MDPD creates PagerDuty services with a defined name format that is driven by the definition of the service inside the manifest. This allows for other automations to leverage PagerDuty to page teams if they need to be notified about their service, since the name is unique and can be looked up via MAPI.
Service Dependencies
The DAZN Manifest also allows the concept of defining a service dependency. By defining a dependency it allows to better understand the blast radius of incidents and allows for better risk assessment of large deployments.
The Manifest API only allows teams to create a dependency on a service that exists in the API.
As seen above if an incident was to occur on a service that your service is dependent on, it may be worth first checking if that service is indeed having a negative impact on your service. Time to resolution could be decreased with this information as the investigation could be started at the source of the problem immediately.
This view it becomes much clearer what services may be impacted. It also allows new team members to have an overarching view of the system that they may be soon working on, this contextual view can help with the understanding of such a system.
Alexandria
Alexandria is an internal tool we use for recording deployments.
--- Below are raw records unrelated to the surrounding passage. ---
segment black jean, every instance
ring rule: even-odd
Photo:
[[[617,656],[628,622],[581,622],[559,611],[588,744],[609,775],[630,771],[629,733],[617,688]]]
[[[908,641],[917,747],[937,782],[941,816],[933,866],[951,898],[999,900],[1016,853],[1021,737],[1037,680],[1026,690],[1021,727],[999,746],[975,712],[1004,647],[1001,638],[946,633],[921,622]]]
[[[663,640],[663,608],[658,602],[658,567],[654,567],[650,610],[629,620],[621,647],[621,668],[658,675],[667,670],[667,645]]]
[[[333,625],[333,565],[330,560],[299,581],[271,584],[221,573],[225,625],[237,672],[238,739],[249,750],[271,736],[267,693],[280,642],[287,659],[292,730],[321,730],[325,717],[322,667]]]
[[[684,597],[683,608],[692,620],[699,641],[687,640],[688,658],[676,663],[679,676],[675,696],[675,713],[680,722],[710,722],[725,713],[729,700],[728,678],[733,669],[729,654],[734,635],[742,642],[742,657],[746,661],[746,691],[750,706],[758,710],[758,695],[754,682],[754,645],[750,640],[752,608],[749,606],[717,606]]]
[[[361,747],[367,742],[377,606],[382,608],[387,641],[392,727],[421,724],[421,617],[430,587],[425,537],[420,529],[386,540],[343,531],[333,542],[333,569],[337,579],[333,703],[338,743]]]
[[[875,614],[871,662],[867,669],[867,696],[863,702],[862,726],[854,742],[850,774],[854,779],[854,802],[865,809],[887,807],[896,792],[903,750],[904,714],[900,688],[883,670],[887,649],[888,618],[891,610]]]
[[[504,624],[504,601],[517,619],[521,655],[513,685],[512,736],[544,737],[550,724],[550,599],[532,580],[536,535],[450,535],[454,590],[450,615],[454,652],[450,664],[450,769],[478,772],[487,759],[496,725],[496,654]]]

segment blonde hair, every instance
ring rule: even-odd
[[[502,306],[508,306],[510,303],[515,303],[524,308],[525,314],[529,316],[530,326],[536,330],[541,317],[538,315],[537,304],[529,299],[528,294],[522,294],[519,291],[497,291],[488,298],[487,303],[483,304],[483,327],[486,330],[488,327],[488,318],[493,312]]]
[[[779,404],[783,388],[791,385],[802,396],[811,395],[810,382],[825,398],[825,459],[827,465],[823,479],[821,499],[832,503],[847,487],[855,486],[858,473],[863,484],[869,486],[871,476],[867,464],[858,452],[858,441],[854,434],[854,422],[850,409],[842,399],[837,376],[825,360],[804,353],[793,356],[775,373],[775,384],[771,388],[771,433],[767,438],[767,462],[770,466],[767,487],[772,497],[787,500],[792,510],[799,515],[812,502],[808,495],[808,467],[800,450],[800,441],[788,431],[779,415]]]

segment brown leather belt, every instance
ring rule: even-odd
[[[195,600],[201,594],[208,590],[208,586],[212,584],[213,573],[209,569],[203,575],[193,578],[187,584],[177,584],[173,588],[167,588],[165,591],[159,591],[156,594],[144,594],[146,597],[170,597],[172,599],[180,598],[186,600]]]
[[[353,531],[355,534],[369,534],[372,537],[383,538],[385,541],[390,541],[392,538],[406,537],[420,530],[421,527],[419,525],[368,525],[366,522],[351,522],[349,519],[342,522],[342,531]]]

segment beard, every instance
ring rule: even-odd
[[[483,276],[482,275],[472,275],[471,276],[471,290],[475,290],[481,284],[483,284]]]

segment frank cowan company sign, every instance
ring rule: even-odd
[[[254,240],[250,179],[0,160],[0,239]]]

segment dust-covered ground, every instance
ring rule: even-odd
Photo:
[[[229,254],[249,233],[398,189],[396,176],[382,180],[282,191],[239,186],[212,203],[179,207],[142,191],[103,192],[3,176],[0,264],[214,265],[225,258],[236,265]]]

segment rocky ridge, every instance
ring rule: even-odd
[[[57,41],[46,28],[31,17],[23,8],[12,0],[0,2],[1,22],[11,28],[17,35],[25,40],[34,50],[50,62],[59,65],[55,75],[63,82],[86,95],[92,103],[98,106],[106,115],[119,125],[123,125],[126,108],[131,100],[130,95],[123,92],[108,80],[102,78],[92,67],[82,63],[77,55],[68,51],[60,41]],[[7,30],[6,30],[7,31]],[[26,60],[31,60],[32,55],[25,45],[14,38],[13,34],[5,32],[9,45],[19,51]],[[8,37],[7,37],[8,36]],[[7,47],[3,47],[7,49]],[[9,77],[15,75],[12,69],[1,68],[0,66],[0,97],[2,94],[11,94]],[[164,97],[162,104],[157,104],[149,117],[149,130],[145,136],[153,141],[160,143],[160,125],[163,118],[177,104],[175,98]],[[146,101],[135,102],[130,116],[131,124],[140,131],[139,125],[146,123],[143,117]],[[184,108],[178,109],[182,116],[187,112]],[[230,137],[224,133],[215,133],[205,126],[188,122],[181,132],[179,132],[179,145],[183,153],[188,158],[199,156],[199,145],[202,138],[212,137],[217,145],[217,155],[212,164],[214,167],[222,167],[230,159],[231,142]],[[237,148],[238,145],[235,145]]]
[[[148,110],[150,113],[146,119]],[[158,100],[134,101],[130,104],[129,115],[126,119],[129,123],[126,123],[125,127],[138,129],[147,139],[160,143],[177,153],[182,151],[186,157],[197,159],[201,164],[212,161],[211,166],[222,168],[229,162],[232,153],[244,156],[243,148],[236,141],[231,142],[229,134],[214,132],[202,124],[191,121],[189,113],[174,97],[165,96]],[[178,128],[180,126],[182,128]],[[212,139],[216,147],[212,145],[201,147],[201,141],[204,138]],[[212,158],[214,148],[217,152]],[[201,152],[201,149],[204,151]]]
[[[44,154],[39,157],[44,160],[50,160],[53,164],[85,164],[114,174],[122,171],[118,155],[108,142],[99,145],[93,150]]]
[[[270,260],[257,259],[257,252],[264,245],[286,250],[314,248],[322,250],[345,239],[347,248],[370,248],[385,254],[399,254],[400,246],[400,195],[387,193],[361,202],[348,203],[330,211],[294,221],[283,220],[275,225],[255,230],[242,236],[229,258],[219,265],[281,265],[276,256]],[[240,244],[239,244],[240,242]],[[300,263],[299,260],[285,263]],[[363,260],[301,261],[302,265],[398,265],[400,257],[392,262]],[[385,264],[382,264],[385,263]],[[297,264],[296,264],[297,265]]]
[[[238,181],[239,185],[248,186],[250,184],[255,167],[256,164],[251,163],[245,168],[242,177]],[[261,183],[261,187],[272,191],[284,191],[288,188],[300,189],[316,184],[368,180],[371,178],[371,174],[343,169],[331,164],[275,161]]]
Each pipeline is required to use a specific workflow step to gather information about a deployment and send that information to a central database. This deployment is enriched with information from the DAZN Manifest, primarily the service name. Internally we have built a Github Action that our developers can use which takes care of this.
Since we are using the DAZN Manifest to determine the service name. We know that if the service is using Manifest Driven PagerDuty, we are able to determine the service name in PagerDuty. Hence, we can forward the information of the deployment to PagerDuty also.
Since Djed is also driven by the DAZN Manifest, the same thing can be done for Djed Dashboards. An annotation gets created at the moment the deployment is sent. We are able to match this deployment with the service because the service name is taken from the DAZN Manifest.
Conclusion
Although in the early days the DAZN Manifest had no real purpose. Over time it grew to become a really important tool that makes life easier for everyone. It is really important to create a source of truth for identifying entities uniquely and linking them using the same name across any and all tooling where possible. If done correctly integrations can be created which can add a lot of value and save time.